Search for a command to run...

Timestamps are as accurate as they can be but may be slightly off. We encourage you to listen to the full context.
In this episode of The Next Wave, Maria Gharib interviews Victor Riparbelli, CEO and co-founder of Synthesia, diving deep into the evolution of AI-generated avatars and their transformative impact on business communication. (03:54) The conversation explores how AI video technology is progressing from simple avatar creation to interactive, conversational experiences that can fundamentally change how we learn, train, and communicate. Victor shares insights on Synthesia's Express 2 technology, which introduces full-body gestures and enhanced realism, making AI avatars suitable for public-facing content. (07:45) The discussion covers the shift from text-based corporate communication to video-first approaches, ethical considerations around deepfake technology, and the future of AI video agents that can engage in real-time conversations and role-playing scenarios.
Victor Riparbelli is the CEO and co-founder of Synthesia, a company he's been leading since 2017 to pioneer AI-generated avatar technology. He has a background in AI video research and has grown Synthesia into an industry leader in creating lifelike, customizable avatars that can communicate in over 140 languages. Victor has delivered a TED Talk on the future of video and has established Synthesia as a trusted platform used by major enterprises like UBS, Heineken, and Zoom for business communication and training.
Maria Gharib is a podcast host and AI enthusiast who conducted this interview from London. She speaks three languages and has extensive experience exploring AI technologies and their practical applications. During this episode, she underwent the process of creating her own AI avatar at Synthesia's facilities, giving her firsthand insight into the technology she's discussing.
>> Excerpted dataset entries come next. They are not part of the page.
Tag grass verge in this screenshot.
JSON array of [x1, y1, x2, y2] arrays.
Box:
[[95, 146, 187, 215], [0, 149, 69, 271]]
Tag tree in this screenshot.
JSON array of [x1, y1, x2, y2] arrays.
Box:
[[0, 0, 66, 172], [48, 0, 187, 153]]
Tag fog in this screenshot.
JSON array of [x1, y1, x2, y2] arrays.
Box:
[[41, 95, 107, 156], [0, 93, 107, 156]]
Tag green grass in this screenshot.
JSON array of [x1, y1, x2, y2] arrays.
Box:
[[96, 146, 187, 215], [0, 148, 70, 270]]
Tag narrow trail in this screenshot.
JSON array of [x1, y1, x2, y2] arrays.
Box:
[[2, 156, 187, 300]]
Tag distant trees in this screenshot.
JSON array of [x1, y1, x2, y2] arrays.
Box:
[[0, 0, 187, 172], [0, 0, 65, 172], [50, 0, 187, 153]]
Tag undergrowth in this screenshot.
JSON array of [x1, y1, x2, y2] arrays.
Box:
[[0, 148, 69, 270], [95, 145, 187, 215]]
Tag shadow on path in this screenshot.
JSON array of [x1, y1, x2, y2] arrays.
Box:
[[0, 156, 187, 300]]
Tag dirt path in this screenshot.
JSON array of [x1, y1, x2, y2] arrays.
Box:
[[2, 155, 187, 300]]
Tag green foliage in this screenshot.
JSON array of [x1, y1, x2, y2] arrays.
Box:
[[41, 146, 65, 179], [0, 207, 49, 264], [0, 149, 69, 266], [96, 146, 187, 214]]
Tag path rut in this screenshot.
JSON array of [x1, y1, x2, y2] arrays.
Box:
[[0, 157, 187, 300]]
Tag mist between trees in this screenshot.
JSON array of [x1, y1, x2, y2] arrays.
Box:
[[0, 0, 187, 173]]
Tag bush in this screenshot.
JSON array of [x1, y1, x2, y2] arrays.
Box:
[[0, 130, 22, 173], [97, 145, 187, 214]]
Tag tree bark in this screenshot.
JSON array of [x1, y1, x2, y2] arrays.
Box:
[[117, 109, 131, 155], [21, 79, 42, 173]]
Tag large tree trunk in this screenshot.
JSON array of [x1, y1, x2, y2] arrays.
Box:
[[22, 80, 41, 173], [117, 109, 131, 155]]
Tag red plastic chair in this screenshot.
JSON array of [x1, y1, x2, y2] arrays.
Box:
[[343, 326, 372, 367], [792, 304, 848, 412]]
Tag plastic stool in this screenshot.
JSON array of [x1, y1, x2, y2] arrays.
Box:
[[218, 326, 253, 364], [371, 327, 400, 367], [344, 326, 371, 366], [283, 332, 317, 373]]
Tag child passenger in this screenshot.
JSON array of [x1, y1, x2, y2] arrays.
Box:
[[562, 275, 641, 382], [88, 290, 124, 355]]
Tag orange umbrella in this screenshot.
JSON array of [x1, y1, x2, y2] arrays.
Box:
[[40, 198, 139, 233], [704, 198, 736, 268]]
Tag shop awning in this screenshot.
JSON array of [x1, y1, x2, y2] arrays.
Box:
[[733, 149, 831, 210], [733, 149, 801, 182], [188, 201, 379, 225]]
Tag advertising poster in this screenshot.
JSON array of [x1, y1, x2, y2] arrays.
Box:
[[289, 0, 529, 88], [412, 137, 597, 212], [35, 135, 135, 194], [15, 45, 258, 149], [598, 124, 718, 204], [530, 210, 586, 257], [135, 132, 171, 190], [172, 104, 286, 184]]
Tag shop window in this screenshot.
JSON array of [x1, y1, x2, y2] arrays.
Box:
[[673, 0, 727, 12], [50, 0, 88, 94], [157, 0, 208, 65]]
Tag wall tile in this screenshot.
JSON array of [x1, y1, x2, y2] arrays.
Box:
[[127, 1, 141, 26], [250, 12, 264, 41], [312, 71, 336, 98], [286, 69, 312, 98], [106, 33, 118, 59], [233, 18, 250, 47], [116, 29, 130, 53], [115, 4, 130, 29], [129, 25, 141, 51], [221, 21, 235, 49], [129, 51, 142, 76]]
Victor emphasized that the most successful Synthesia implementations focus on the "middle layer" of corporate communication - replacing PowerPoint presentations, wiki pages, and training documents with engaging video content. (17:52) This approach delivers immediate ROI because video has higher information retention rates and can be consumed asynchronously. Companies like UBS have deployed 200+ analyst avatars to communicate market insights to customers, transforming text-based communications into more engaging video format. Practical Example: Instead of sending a lengthy email about new pricing policies, sales managers can create a 5-minute avatar video that explains the changes with visual aids and examples.
Synthesia operates under the principle of "utility over novelty," advising customers to avoid overly ambitious projects like major advertising campaigns and instead focus on proven use cases. (19:24) Victor warns against the rookie mistake of trying to create big advertising campaigns with current AI avatar technology, as it's not yet developed for that purpose. The most impactful applications are in communication, product marketing, customer support videos, and training content where the technology delivers tangible ROI today.
The realism of AI avatars hinges primarily on natural body language and accurate voice reproduction, including accent preservation. (12:20) Victor explained that humans are extremely sensitive to even slight imperfections in digital representations, and earlier versions with strange body language created an "uncanny valley" effect. Synthesia has developed proprietary voice technology specifically trained to preserve accents because even minor accent changes can make users reject their avatars. (13:49)
The future of video lies in interactive, conversational experiences rather than passive consumption. Victor describes Synthesia's agent product that allows viewers to ask questions, practice scenarios, and receive personalized coaching. (05:10) For example, after watching a sales training video, employees can engage in a 15-minute role-play session where the AI agent acts as a difficult customer, then provides specific coaching feedback. This transforms video from a broadcast medium into a personalized learning experience.
Synthesia operates under the "three Cs" ethical framework: consent (not creating avatars without permission), control (strict content moderation), and collaboration (working with partners on responsible AI). (20:19) The company deliberately errs on the side of being overly restrictive, particularly around political content, news, and controversial topics, believing this builds long-term trust with enterprise customers. Victor acknowledges this may limit short-term growth but considers it essential for sustainable business success.